En conclusion, cette étude suggère qu’un rappel par un vaccin à ARNm bivalent a apporté une protection supplémentaire significative contre l'infection symptomatique par le SARS-CoV-2 (toutes formes symptomatiques confondues) par rapport à un rappel par un vaccin monovalent, pendant une période où prédominaient les lignées BA.4 et BA.5 des variants Omicron, et aussi leurs sous-lignées (dont le désormais célèbre BQ.1.1).
Pour cette raison, toutes les personnes qui ont été vaccinées par un vaccin monovalent ont intérêt à faire un rappel avec un vaccin bivalent (selon cette étude, au moins 2-3 mois après la dernière vaccination monovalente) pour améliorer leur protection contre les formes symptomatiques. Ce message devrait être clairement diffusé pour améliorer la mauvaise pénétration de ces vaccins bivalents à ce jour (en France, seulement 1,8 million de personnes au 29 novembre 2022, soit 7,2 % des 60-79 ans et 9,4 % des 80 ans et plus [6]).

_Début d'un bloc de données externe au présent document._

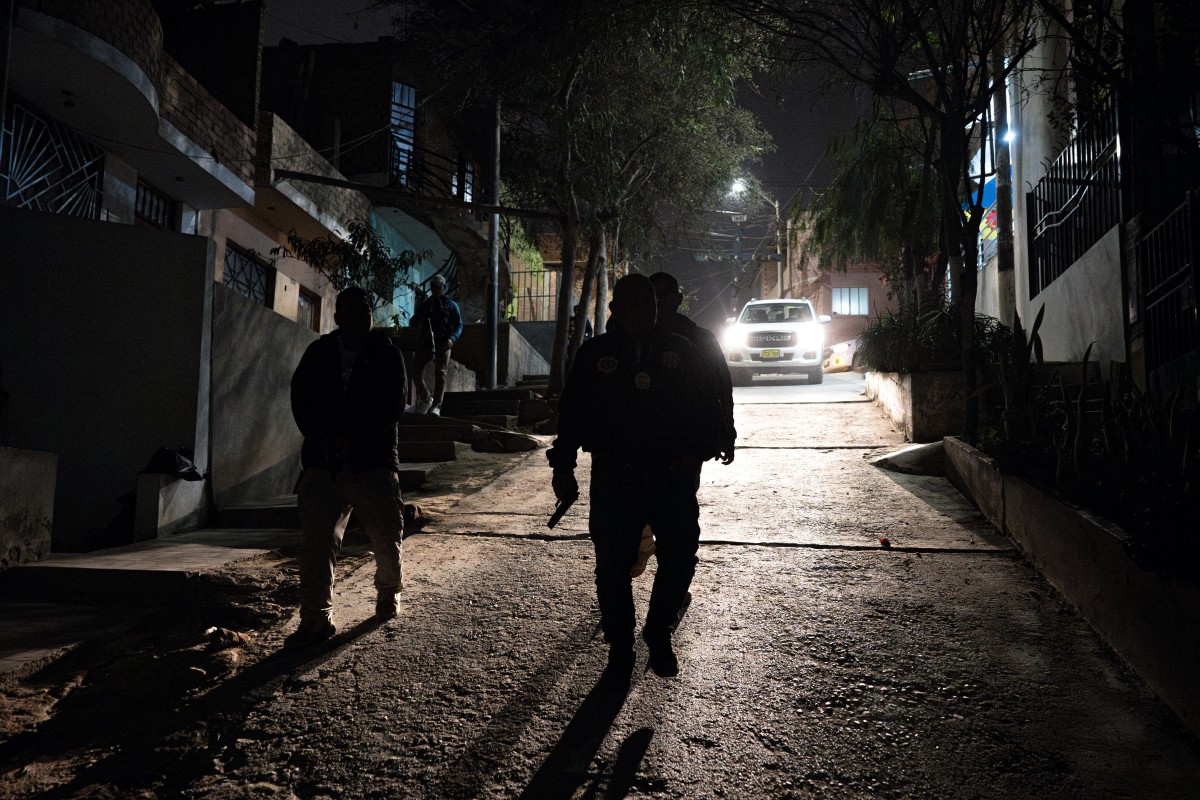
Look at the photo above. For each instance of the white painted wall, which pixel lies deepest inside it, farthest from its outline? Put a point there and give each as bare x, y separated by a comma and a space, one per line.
105, 341
1085, 306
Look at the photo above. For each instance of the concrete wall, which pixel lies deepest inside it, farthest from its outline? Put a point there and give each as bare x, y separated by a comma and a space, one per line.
27, 505
1084, 306
105, 336
540, 336
922, 405
256, 445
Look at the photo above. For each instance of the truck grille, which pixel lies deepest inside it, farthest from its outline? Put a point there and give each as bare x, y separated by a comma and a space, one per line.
772, 338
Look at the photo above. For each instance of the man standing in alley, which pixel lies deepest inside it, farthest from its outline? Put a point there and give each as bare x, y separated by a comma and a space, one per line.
636, 400
348, 394
439, 324
670, 296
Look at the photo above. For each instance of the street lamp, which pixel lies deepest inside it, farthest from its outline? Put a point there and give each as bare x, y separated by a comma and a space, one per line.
738, 187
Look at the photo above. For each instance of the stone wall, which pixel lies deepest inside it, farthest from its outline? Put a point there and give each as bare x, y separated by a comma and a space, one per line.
27, 505
923, 405
189, 106
102, 390
281, 145
256, 445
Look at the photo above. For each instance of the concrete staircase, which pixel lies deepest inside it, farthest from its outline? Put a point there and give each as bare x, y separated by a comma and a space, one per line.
511, 409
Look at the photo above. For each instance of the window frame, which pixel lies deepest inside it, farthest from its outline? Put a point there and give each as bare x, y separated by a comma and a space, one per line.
845, 307
313, 299
250, 257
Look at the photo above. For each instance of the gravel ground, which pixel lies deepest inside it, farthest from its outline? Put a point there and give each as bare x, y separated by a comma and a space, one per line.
815, 661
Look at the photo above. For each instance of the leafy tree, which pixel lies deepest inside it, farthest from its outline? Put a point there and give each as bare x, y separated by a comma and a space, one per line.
617, 113
880, 208
931, 61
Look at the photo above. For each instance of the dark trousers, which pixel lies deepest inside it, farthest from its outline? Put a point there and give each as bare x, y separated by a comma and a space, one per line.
441, 360
625, 498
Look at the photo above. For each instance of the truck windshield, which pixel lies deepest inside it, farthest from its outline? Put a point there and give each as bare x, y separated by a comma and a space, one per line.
783, 312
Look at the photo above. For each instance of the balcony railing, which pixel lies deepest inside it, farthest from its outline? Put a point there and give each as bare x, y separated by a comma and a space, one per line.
1077, 202
1167, 259
435, 174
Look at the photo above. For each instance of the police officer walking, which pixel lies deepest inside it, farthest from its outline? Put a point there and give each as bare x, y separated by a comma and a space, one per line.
636, 400
347, 396
439, 323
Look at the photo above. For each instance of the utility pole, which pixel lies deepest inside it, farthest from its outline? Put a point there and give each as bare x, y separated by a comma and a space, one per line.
1005, 264
493, 274
779, 252
7, 11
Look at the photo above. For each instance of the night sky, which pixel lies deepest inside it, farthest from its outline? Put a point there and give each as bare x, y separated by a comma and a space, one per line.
803, 114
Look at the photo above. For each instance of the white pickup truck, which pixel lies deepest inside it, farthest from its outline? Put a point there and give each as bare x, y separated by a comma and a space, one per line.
783, 336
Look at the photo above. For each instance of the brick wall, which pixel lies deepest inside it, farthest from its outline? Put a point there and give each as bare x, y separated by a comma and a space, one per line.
189, 106
132, 26
279, 144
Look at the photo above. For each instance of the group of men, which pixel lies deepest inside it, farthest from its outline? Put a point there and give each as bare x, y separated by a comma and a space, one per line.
651, 400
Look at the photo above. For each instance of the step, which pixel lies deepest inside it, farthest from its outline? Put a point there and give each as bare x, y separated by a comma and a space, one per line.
504, 421
489, 394
283, 512
427, 451
535, 410
1067, 372
461, 408
449, 431
274, 512
160, 570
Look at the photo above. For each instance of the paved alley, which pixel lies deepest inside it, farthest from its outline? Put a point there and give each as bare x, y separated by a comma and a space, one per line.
815, 661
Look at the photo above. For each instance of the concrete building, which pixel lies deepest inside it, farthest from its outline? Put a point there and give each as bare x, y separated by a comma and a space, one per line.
142, 307
1105, 212
421, 161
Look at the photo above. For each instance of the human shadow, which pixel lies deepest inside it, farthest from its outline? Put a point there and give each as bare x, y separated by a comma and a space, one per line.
629, 758
567, 768
147, 747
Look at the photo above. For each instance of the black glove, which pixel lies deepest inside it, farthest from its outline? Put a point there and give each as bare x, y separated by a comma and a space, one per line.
564, 485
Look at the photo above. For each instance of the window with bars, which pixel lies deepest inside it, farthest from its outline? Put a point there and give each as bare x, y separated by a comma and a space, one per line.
534, 296
155, 208
851, 301
249, 276
403, 132
47, 167
462, 181
309, 310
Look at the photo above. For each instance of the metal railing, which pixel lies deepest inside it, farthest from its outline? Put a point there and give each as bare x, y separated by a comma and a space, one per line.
435, 174
1167, 259
1077, 202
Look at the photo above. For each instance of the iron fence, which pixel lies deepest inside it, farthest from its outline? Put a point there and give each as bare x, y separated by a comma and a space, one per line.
1077, 202
1167, 259
534, 296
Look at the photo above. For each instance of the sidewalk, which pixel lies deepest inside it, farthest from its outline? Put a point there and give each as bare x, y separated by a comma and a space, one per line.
57, 606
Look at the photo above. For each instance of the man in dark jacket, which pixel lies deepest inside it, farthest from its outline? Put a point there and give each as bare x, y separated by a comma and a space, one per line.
669, 298
348, 394
636, 401
439, 323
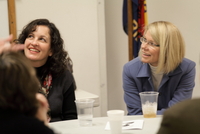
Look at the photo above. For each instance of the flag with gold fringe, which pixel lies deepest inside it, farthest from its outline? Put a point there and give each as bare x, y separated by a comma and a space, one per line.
139, 16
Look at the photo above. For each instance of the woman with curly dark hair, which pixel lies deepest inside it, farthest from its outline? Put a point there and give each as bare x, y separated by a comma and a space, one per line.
44, 48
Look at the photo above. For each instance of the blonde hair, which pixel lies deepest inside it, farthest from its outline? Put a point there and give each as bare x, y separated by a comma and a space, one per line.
172, 45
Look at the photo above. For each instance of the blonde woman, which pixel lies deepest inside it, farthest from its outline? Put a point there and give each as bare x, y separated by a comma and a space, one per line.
160, 67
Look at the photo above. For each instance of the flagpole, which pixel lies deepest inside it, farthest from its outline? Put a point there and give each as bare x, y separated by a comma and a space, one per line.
130, 30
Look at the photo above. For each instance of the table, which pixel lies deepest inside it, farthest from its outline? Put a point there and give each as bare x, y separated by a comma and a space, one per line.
82, 94
150, 126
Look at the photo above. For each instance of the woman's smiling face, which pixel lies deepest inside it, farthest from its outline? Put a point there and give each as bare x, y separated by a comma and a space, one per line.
149, 54
38, 46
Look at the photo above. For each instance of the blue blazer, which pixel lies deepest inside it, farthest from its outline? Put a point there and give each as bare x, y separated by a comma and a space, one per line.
174, 87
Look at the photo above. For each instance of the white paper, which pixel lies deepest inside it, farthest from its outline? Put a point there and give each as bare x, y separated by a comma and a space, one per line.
129, 125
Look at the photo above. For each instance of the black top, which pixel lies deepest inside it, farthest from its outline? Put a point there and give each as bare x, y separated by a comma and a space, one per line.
16, 123
61, 97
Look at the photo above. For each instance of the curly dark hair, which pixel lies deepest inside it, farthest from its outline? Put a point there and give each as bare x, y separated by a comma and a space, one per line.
18, 84
60, 60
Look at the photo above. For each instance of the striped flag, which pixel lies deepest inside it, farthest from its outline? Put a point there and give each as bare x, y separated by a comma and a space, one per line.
139, 15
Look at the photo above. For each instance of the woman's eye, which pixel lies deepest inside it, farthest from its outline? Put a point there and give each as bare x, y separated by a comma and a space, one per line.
43, 39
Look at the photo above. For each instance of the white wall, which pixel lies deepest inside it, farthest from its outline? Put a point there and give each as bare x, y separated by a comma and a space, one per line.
4, 27
184, 14
98, 68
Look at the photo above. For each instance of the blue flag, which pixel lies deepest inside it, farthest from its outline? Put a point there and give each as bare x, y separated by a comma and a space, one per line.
139, 15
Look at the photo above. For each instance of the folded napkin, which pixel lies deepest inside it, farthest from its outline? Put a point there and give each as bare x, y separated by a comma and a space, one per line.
129, 125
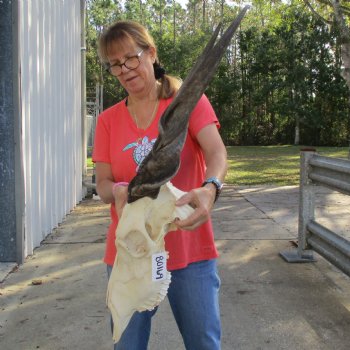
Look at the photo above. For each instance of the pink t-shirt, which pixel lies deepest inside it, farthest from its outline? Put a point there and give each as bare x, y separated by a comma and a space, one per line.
120, 143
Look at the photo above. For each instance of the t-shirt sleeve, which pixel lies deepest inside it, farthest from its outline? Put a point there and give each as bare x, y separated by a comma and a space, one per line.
202, 115
101, 142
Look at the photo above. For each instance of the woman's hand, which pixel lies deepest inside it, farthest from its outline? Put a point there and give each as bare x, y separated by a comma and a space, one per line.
202, 200
120, 198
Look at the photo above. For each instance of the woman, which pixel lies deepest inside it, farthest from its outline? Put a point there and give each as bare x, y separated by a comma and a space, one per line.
124, 135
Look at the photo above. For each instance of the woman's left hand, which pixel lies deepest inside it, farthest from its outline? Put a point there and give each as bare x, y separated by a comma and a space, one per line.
202, 200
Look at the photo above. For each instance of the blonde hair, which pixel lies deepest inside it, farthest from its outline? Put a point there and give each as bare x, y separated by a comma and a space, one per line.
120, 31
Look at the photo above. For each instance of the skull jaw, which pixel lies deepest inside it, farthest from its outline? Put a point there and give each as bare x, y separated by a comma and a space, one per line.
140, 235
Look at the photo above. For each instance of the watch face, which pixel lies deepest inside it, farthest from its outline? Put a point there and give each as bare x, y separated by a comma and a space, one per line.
215, 181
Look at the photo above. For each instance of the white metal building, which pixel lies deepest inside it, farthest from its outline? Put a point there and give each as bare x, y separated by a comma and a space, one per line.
44, 108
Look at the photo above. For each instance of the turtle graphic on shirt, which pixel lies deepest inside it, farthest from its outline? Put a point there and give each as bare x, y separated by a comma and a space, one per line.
141, 150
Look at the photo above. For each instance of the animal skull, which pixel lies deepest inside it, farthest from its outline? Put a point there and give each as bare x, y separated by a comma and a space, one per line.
139, 280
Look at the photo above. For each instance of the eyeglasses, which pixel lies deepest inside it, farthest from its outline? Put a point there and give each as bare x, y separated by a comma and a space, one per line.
131, 63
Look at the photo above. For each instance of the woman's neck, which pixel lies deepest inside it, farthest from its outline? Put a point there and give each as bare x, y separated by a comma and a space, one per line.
150, 96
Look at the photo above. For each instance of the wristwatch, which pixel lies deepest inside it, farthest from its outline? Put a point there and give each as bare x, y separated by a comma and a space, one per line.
217, 183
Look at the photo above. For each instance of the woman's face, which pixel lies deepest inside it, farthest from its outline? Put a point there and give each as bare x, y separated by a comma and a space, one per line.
140, 81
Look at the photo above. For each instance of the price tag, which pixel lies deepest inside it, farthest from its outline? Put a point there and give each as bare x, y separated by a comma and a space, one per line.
159, 271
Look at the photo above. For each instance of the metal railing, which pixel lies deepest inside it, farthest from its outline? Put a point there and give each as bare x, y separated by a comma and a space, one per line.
333, 173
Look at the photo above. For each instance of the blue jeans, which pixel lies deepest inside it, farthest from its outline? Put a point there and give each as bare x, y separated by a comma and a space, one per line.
194, 299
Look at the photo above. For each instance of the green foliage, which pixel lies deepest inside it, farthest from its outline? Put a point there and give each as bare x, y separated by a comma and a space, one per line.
270, 165
280, 74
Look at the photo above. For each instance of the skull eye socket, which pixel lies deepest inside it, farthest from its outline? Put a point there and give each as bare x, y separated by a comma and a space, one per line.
135, 243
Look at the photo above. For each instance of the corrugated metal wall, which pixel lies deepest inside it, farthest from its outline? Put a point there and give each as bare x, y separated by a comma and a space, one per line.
51, 113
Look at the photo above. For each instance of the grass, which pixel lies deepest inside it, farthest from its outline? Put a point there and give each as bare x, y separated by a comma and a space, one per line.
267, 165
270, 165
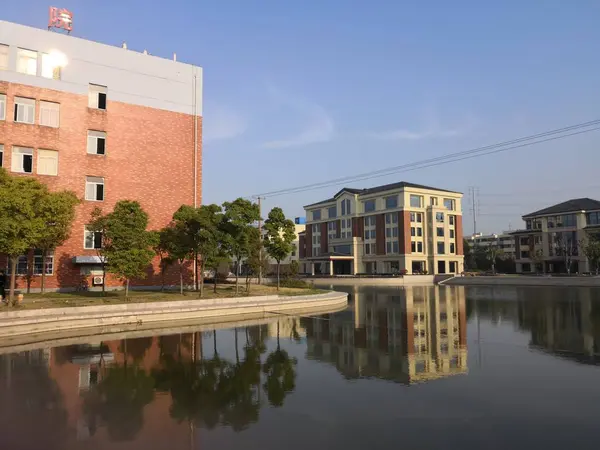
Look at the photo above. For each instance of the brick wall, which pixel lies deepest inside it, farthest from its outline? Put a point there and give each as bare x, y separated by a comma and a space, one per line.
149, 158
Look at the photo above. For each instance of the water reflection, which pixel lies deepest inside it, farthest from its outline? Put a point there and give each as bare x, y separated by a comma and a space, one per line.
407, 336
265, 381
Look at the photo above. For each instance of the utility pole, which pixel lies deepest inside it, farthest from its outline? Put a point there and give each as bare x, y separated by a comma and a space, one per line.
260, 234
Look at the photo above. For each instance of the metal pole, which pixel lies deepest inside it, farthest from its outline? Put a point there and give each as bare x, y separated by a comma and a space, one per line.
260, 237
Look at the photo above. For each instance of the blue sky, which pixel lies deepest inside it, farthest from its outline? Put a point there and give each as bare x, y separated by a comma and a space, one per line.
302, 92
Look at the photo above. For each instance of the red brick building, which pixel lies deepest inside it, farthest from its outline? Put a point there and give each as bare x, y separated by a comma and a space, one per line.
105, 122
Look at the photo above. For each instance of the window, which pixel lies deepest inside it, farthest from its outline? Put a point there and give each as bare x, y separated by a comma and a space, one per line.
391, 202
97, 144
3, 57
22, 160
49, 114
26, 61
92, 239
2, 107
416, 201
24, 110
22, 265
47, 162
346, 207
97, 96
441, 248
94, 189
38, 263
49, 67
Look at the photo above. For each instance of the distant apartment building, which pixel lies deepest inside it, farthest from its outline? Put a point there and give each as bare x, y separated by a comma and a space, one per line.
107, 123
552, 231
504, 241
385, 229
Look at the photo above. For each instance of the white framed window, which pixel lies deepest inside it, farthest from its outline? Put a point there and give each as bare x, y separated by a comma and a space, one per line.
22, 160
49, 67
97, 96
92, 239
96, 142
94, 189
47, 162
2, 106
49, 114
38, 264
24, 110
26, 61
3, 57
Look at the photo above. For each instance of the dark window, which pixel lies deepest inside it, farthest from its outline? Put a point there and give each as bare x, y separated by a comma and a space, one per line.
441, 248
99, 192
391, 202
101, 100
27, 163
101, 146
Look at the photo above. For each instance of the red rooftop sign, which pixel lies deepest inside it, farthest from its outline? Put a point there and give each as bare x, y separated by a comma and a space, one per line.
60, 18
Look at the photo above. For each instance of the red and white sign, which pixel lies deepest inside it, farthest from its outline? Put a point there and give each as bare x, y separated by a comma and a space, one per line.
60, 18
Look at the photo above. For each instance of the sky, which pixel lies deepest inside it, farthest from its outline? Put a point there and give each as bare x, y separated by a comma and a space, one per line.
303, 92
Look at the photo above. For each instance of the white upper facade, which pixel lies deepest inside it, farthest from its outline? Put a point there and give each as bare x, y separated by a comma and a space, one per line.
129, 76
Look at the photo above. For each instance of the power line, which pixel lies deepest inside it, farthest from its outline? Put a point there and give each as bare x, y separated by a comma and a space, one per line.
559, 133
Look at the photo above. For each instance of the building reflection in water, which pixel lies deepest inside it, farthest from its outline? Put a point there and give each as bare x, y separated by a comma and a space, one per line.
408, 336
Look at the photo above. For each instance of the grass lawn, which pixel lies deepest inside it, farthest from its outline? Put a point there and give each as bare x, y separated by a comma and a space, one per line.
93, 298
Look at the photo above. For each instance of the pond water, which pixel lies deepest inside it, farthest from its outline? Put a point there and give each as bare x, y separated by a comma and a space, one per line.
443, 367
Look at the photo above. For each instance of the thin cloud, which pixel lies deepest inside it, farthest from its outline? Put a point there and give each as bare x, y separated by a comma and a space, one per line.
319, 125
221, 123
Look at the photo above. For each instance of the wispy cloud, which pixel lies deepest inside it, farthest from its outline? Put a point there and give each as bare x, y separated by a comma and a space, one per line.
318, 124
221, 123
432, 130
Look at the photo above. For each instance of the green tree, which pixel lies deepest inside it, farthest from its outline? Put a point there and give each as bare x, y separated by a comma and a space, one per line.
202, 228
280, 235
130, 250
240, 216
257, 257
591, 250
21, 225
57, 210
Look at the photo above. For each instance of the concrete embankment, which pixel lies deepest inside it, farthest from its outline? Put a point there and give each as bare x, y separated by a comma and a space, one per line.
107, 317
524, 281
406, 280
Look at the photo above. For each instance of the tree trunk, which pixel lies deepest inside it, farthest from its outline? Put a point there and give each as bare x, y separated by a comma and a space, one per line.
278, 264
237, 276
13, 280
181, 277
43, 285
196, 269
201, 280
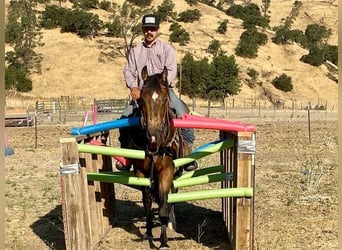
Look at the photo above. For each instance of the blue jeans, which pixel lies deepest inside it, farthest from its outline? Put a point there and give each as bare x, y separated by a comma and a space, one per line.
179, 107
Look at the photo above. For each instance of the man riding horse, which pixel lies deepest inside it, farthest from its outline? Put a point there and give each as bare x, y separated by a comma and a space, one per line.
155, 55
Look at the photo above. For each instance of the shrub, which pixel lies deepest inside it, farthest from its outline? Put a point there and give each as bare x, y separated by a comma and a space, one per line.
236, 11
52, 17
250, 14
189, 16
179, 34
141, 3
114, 28
165, 9
315, 57
331, 53
16, 78
82, 23
283, 82
85, 4
249, 43
105, 5
316, 33
222, 28
192, 2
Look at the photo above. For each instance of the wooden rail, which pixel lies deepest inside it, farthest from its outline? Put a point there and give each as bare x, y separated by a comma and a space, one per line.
88, 206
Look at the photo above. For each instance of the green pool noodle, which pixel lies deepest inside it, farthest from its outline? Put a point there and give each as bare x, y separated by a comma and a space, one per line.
112, 178
113, 151
210, 194
202, 171
200, 154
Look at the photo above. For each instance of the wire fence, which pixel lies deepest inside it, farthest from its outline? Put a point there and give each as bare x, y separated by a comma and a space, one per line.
72, 109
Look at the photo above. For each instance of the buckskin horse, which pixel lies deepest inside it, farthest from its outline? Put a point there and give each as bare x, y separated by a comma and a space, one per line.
162, 144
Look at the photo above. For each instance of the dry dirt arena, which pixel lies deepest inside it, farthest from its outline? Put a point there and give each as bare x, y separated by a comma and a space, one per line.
295, 189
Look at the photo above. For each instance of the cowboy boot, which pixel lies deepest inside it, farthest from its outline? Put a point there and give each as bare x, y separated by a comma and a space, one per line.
191, 165
123, 139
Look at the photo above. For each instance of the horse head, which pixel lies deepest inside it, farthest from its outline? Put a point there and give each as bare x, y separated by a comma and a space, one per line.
155, 108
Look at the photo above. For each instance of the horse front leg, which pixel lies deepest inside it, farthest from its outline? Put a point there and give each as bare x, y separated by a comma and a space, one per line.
165, 180
147, 201
164, 210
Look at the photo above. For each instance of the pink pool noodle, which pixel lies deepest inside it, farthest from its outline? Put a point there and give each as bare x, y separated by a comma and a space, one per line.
190, 121
123, 160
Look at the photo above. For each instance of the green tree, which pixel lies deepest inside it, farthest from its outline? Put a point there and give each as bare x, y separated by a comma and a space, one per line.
317, 35
224, 78
195, 76
222, 28
189, 16
16, 78
188, 86
283, 82
81, 22
249, 42
166, 9
24, 35
179, 34
265, 8
214, 48
141, 3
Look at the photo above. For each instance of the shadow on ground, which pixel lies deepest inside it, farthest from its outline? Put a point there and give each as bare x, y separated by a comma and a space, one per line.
50, 229
202, 225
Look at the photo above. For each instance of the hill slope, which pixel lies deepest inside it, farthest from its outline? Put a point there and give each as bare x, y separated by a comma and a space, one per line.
77, 67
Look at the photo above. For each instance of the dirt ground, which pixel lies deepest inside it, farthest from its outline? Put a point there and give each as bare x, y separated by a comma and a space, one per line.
295, 191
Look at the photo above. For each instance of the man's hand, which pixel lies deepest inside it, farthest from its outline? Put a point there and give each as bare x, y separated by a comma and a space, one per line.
135, 93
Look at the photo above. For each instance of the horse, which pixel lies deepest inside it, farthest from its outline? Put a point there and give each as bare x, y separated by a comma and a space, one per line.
162, 144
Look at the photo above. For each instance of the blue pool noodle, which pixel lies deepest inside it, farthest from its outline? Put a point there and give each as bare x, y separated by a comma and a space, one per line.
119, 123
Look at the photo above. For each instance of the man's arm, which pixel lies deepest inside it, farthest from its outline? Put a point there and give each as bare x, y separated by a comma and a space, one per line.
171, 64
130, 71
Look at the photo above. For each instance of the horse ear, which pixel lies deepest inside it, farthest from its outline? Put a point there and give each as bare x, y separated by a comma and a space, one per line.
144, 73
164, 75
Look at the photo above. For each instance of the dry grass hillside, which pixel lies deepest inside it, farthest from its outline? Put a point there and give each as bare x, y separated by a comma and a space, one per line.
79, 67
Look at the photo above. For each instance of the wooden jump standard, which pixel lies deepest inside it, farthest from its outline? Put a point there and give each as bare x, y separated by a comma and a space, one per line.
89, 205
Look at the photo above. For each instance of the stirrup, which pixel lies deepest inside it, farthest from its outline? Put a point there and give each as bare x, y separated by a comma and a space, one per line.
122, 167
190, 166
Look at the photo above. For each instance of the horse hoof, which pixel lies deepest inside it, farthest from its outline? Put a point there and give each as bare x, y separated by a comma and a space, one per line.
148, 237
171, 226
164, 248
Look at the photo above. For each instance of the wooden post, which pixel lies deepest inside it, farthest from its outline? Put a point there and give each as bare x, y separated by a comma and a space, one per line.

[1] « ETF concludes that bivalent original/Omicron BA.4-5 mRNA vaccines may be used for primary vaccination ». European Medicines Agency, 6 décembre 2022
[2] Wang Q, Bowen A, Valdez R, Gherasim C et al. Antibody responses to Omicron BA.4/BA.5 bivalent mRNA vaccine booster shot. bioRxiv, 24 october 2022. doi: 10.1101/2022.10.22.513349
[3] Collier A, Miller J, Hachmann N et al. Immunogenicity of the BA.5 bivalent mRNA vaccine boosters. bioRxiv, 25 october 2022. doi: 10.1101/2022.10.24.513619
[4] Link-Gelles R, Ciesla AA, Fleming-Dutra KE, et al. Effectiveness of Bivalent mRNA Vaccines in Preventing Symptomatic SARS-CoV-2 Infection - Increasing Community Access to Testing Program, United States, September-November 2022. MMWR, 2022; (71)1526-1530. doi: 10.15585/mmwr.mm7148e1
[5] Miller MF, Shi M, Motsinger-Reif A, Weinberg CR, Miller JD, Nichols E. Community-based testing sites for SARS-CoV-2 - United States, March 2020 - November 2021. MMWR, 2021; (70)1706–1711. doi: 10.15585/mmwr.mm7049a3
[6] « Covid et grippe : le taux de vaccination "pas suffisant" avant les fêtes, alerte le gouvernement ». Ouest France, 29 novembre 2022
et les graves effets indésirables on en parle quand ?
Bonjour
Les effets indésirables présumés imputables au vaccin sont mentionnés dans la notice.
et que deviennent les vaccins francais ?
pourquoi toujours des vaccinsà ARN
Sanofi
et celui d Valneva
merci
jf B
Le Sanofi commence à être disponible, le Valneva n'est autorisé en rappel en France. Le Novavax est également disponible en rappel.
Mais la seule étude en vie réelle porte sur les vaccins à ARNm. Pas de données pour les autres.